Bilindiği gibi 6 Şubat’ta çağın deprem felaketini yaşadık!

Depremden en çok etkilenen Kahramanmaraş ve Hatay oldu. Aradan 4 ay geçti. Depremzedelerin büyük bir kısmı konteynerlerde bir kısmı da çadırlarda yaşamını sürdürüyorlar.

14 Mayısta ve 24 Mayısta Milletvekilleri ve Cumhurbaşkanı seçimleri yapıldı… Bakanlar atandı ve ilk kabine toplantısı yapıldı.  Hem yazılı basın, hem de sosyal medya depremi ikinci plana atarak siyaseti depremden daha çok gündeme taşımaya başladılar.

İktidarın ve Demokrasi halkın güvencesi olduğunu hepimiz biliyoruz. Diğer Siyasi partilerde olmazsa olmazımızdır. Siyasi partilerde olmazsa bu kez demokrasi olmaz. AB gibi gelişmiş ülkeler kategorisine giremedik ama gelişmekte olan ülkeler statüsünde olan ülkeyiz. Bazı konularda gelişmiş ülkelerden geri olsak ta bazı temel konularda da AB ülkelerinin daha ilerisindeyiz. Örneğin: Sağlıkta bir benzeri olduğunu tahmin bile edemiyorum.  ABD bizdeki sağlık sistemini denemeye aldılar ancak başarılı olmayınca sistemden kaldırdılar.

İktidarın performansı bir ülkenin demokratik kalitesi hakkında fikir verebilir. Demokrasisi güçlü olan ülkelerde resmi kurumların yanında sivil toplum kuruluşlar da ürettiği savunduğu değerlerle toplumsal yaşama katkı sunarlar. Eleştiri bu katkılardan birisi olabilir. Ancak en önemlisi değil. En önemlisi sivil toplumun üretebildiği değerlerle katkı sunabilmeleriler. Bu olmadığı takdirde. Sadece siyaset merkezli demokrasi taşıması eksik bir tartışma olur, sadece siyaset merkezli bir demokrasi bilinci, demokrasiye katkı sunamazlar.

Ülkemizde yapılan demokrasi tartışmalarının en önemli açmazlarından biriside bu, büyük dönüşümlerin ve değişimlerin ancak iktidar tarafından yapılmasıdır. En önemlisi olanı muhalefet partilerinin de kendilerine düşen görevlerini yerine getirmeleridir.

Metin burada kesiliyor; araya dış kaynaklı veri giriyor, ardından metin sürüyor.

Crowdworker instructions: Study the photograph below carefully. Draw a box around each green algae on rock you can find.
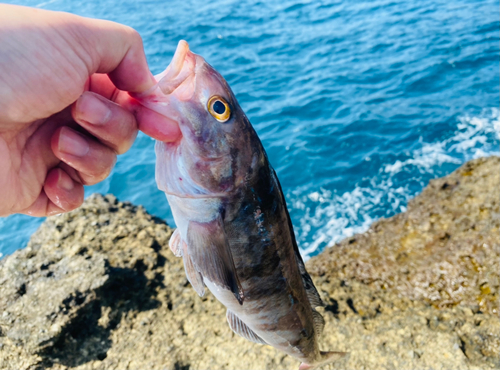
[0,157,500,370]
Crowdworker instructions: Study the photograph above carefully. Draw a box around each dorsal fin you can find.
[226,310,267,344]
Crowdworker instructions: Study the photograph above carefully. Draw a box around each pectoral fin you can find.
[187,216,244,304]
[168,229,182,257]
[181,241,205,297]
[226,310,267,344]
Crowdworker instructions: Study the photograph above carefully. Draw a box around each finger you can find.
[89,74,181,142]
[21,167,84,217]
[135,106,181,142]
[72,91,137,154]
[75,18,156,92]
[51,126,116,185]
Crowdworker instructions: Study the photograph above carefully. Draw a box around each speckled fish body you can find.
[137,41,343,369]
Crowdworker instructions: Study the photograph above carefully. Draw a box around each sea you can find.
[0,0,500,259]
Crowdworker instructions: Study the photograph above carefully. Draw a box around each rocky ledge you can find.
[0,157,500,370]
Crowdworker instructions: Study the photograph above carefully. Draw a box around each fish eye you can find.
[207,95,231,122]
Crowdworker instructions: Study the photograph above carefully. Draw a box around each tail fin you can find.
[299,351,347,370]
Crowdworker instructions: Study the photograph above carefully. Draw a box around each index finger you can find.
[67,17,156,92]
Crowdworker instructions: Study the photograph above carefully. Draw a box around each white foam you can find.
[287,108,500,259]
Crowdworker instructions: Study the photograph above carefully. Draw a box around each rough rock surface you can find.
[0,157,500,370]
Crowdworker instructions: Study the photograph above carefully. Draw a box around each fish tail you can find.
[299,351,347,370]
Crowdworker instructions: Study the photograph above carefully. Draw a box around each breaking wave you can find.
[287,108,500,259]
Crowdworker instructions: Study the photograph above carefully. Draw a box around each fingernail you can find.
[58,127,90,157]
[76,92,111,125]
[57,170,75,191]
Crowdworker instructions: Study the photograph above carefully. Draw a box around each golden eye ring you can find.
[207,95,231,122]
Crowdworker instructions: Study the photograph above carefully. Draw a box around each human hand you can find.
[0,4,180,216]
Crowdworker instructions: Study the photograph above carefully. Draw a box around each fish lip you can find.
[130,40,199,100]
[156,40,199,100]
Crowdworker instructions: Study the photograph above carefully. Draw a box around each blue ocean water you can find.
[0,0,500,258]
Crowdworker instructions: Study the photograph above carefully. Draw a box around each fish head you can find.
[136,40,265,197]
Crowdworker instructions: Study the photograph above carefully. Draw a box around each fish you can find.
[135,40,346,370]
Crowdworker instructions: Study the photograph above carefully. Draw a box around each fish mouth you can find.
[155,40,197,101]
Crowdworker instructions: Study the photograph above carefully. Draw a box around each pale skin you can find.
[0,4,180,216]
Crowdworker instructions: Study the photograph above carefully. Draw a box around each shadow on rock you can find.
[39,261,163,367]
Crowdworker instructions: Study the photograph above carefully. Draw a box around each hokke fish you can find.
[136,41,344,370]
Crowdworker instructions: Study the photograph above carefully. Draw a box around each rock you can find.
[0,157,500,370]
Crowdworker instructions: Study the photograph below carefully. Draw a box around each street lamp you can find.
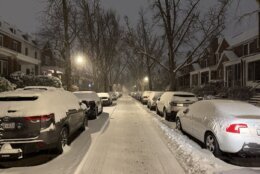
[144,76,149,83]
[76,55,84,65]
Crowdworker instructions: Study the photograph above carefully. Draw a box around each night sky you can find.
[0,0,257,35]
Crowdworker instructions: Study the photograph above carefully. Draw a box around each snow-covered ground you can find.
[139,100,260,174]
[0,97,260,174]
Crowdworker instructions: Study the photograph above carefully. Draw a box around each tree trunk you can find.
[62,0,72,91]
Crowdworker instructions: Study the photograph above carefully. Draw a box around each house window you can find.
[248,60,260,81]
[0,60,8,76]
[13,41,18,51]
[243,44,249,56]
[25,48,28,56]
[26,68,31,75]
[0,35,4,46]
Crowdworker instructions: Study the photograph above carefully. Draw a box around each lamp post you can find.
[143,76,149,90]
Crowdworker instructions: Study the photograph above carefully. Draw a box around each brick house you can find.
[189,38,233,87]
[223,27,260,87]
[41,42,65,79]
[0,20,41,77]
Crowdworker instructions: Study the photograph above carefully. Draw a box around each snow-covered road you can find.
[79,97,184,174]
[0,96,260,174]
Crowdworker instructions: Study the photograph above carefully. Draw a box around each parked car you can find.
[109,92,117,101]
[74,91,103,119]
[98,93,113,106]
[147,91,163,110]
[176,100,260,157]
[141,91,152,105]
[156,91,198,120]
[0,87,88,159]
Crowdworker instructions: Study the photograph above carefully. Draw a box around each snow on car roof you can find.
[208,100,260,116]
[74,91,98,101]
[97,92,109,97]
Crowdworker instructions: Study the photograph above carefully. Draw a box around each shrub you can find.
[0,77,16,92]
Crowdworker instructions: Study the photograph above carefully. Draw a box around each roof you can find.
[222,51,238,61]
[0,18,37,47]
[227,27,259,47]
[192,63,201,71]
[206,99,260,116]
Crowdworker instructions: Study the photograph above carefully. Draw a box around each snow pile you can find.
[153,118,235,174]
[10,72,62,88]
[0,77,16,92]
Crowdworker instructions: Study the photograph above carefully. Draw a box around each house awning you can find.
[0,47,41,65]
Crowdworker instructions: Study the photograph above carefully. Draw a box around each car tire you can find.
[93,108,98,119]
[55,127,69,154]
[80,116,88,131]
[205,132,221,157]
[163,109,170,121]
[156,107,161,116]
[176,117,182,132]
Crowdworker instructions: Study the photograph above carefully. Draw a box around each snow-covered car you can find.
[141,91,152,105]
[98,92,113,106]
[176,100,260,157]
[74,91,103,119]
[109,92,118,101]
[147,91,163,110]
[156,91,198,120]
[0,87,88,159]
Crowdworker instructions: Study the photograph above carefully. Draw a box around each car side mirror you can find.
[183,108,190,114]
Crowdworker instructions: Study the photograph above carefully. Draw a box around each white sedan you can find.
[176,100,260,157]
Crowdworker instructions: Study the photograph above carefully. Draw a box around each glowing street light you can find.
[76,55,84,65]
[144,76,149,83]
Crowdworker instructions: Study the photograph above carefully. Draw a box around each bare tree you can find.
[78,0,123,91]
[125,9,165,90]
[137,0,229,90]
[38,0,78,90]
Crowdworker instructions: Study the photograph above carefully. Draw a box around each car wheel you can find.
[81,116,88,131]
[163,109,170,121]
[205,132,221,157]
[176,117,182,131]
[94,108,98,119]
[156,107,160,115]
[56,127,69,154]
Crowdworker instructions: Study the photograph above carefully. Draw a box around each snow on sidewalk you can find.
[140,102,260,174]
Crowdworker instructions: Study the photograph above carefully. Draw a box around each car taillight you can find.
[25,114,54,123]
[170,102,177,106]
[226,124,248,134]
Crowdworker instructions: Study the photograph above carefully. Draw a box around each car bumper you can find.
[102,100,112,106]
[218,133,260,154]
[0,129,59,155]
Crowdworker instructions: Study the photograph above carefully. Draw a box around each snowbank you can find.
[149,112,239,174]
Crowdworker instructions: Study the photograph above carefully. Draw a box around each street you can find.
[0,96,259,174]
[82,97,184,174]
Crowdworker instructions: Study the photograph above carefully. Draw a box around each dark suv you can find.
[0,87,88,159]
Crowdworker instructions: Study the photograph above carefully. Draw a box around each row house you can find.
[223,27,260,87]
[41,42,65,79]
[0,20,41,77]
[189,38,231,87]
[184,27,260,88]
[182,11,260,88]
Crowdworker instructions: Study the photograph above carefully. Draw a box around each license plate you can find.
[256,129,260,136]
[2,123,15,129]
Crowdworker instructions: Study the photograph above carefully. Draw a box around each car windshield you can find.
[0,96,38,102]
[0,0,260,174]
[173,94,195,97]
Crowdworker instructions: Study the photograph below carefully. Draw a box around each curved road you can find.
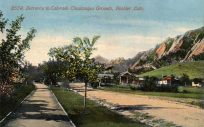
[70,83,204,127]
[5,84,72,127]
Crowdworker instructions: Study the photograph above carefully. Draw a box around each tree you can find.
[180,73,190,86]
[49,36,101,111]
[0,11,36,94]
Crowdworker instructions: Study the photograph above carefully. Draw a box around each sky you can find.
[0,0,204,65]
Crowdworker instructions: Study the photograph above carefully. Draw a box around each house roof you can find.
[98,74,114,78]
[119,71,138,77]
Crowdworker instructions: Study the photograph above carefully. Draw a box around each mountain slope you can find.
[140,61,204,79]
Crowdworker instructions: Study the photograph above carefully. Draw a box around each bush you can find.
[0,84,35,120]
[90,82,99,88]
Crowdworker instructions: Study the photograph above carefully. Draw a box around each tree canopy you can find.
[0,11,36,94]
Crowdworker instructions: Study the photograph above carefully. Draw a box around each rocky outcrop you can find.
[187,38,204,60]
[167,35,184,54]
[156,42,167,59]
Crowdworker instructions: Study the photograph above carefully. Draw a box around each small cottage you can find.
[119,71,144,85]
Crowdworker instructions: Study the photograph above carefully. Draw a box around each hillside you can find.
[140,61,204,79]
[130,27,204,73]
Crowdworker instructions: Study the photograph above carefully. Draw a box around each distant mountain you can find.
[130,27,204,72]
[95,27,204,74]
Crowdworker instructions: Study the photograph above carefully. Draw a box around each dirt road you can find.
[5,84,72,127]
[69,83,204,127]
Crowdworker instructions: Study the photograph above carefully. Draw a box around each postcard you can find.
[0,0,204,127]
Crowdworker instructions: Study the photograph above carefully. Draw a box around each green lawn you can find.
[52,88,147,127]
[100,86,204,99]
[140,61,204,79]
[0,84,35,120]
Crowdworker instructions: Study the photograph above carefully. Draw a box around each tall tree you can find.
[49,36,101,110]
[0,11,36,94]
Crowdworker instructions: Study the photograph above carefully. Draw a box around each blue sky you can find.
[0,0,204,65]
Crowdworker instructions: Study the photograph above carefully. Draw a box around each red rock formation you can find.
[168,36,184,53]
[156,43,167,59]
[188,39,204,59]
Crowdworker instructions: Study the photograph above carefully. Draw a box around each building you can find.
[119,71,144,85]
[157,76,179,85]
[192,82,202,87]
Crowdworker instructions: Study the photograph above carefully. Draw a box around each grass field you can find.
[100,86,204,108]
[140,61,204,79]
[0,84,35,120]
[100,86,204,99]
[52,88,147,127]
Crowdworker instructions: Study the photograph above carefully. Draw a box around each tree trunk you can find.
[84,82,87,111]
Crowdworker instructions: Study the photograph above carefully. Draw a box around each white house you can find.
[192,82,201,87]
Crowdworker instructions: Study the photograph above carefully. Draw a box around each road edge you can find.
[49,89,76,127]
[0,89,36,126]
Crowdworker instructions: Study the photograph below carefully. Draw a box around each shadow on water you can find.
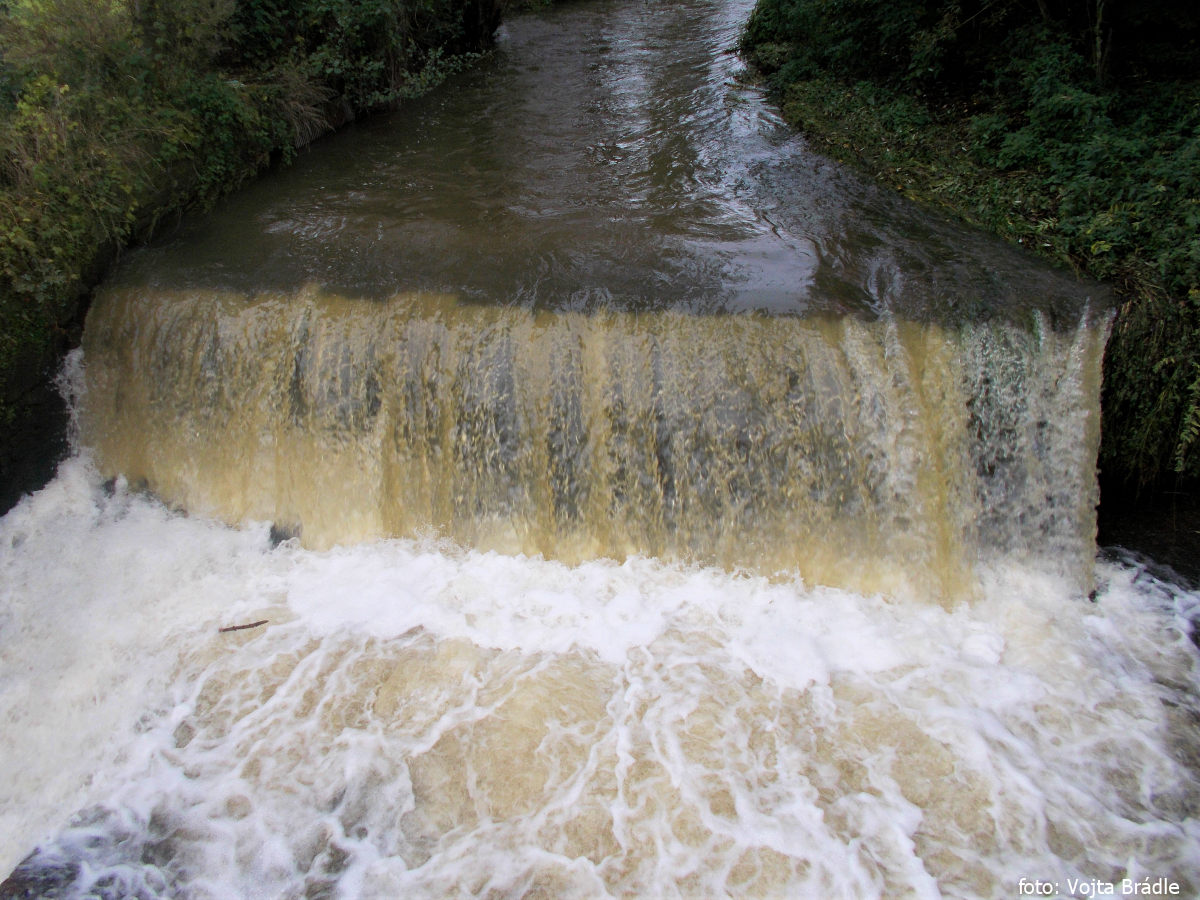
[103,0,1108,328]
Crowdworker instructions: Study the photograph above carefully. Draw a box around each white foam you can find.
[0,458,1200,898]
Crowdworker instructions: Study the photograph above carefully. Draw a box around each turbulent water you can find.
[0,0,1200,900]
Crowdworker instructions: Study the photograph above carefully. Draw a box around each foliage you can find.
[0,0,500,441]
[743,0,1200,486]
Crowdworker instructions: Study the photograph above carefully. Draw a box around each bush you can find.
[0,0,500,441]
[743,0,1200,486]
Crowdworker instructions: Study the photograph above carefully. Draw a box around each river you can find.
[0,0,1200,899]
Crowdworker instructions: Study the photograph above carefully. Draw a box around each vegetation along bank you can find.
[0,0,505,512]
[743,0,1200,518]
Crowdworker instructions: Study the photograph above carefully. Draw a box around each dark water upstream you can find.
[0,0,1200,898]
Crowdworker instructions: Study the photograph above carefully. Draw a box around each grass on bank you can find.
[743,0,1200,488]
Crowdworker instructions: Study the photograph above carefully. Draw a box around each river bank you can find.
[0,0,511,511]
[742,0,1200,578]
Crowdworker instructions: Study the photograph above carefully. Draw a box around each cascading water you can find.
[84,289,1105,598]
[0,0,1200,900]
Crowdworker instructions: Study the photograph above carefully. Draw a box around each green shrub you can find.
[743,0,1200,486]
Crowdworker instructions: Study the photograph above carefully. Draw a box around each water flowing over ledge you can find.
[84,289,1106,596]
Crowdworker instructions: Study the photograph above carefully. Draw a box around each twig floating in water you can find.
[217,619,270,635]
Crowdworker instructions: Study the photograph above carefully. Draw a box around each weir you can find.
[0,0,1200,900]
[83,287,1106,596]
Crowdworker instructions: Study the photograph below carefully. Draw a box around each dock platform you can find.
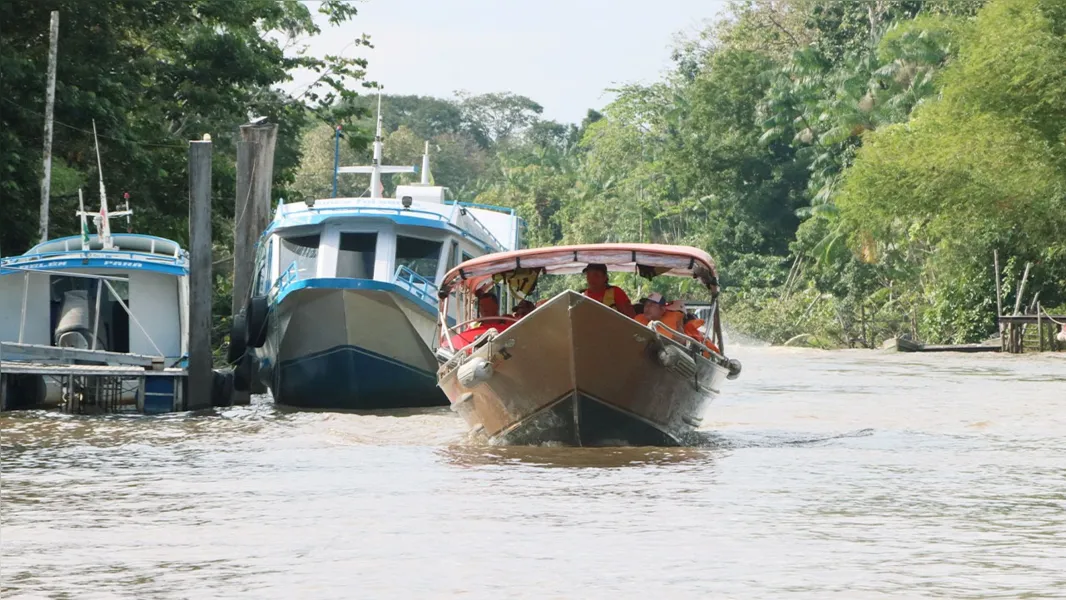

Muhalefet partilerinin koltuk sevdaları bu dönüşüm ve gelişimden maalesef nasibini alamamış olmalarıdır. Demokrasinin olmazsa olmazlarından birisi de güçlü muhalefetin olmasıdır!

İlimizin seçmeni her zaman olduğu gibi hem 14 Mayıs hem de 24 Mayıs tarihlinde yapılan seçimlerde oyunu Erdoğan’dan yana kullanmıştır. Bilhassa 24 Mayısta Yapılan Cumhurbaşkanlığı seçimlerinde    % 76 oyla En çok Oy veren illerinin başında gelmektedir. Çünkü Kahramanmaraş önceki seçimlerden daha bir önemli il konumdadır. Çünkü depremde En çok zarar gören ilerin başındadır. “Halk Bunu yaparsa Erdoğan yapar” düşüncesi öne çıkmıştır. İlimiz halkı. Her seçim de olduğu gibi bu iki seçim dede tercihini Erdoğan’dan yana kullanmıştır.   

Diğer taraftan: Demokrasi seçim sonuçluları ile sınırlı bir gelecek fantezisi değil. Ülkeyi zihnimizde, iktidara yakın ya da uzak olmamızdan bağımsız olarak, seçim sonuçlarına indirgemek ülkemize yaptığımız büyük bir haksızlıktır.  Bir başka etkende sivil toplumun farkında olmadan ya da olarak kendi varoluş mantığına ters biçimde, gereğinden fazla siyasallaşması, siyaset merkezli düşünmesi. Oysa sivil toplumun asıl görevi siyaset üstü değerler üretmek, demokrasiye bu değerler üzerinden katkı sunmaktır.

Demokrasinin kurumsallaşması dediğimiz bu süreci iktidarında katkı sağlaması elbette beklenir. Ancak bu yönüyle demokrasi kalitemiz, sivil toplumun göstereceği performansla eş düzeydedir demek abartılı olmaz kanısındayım.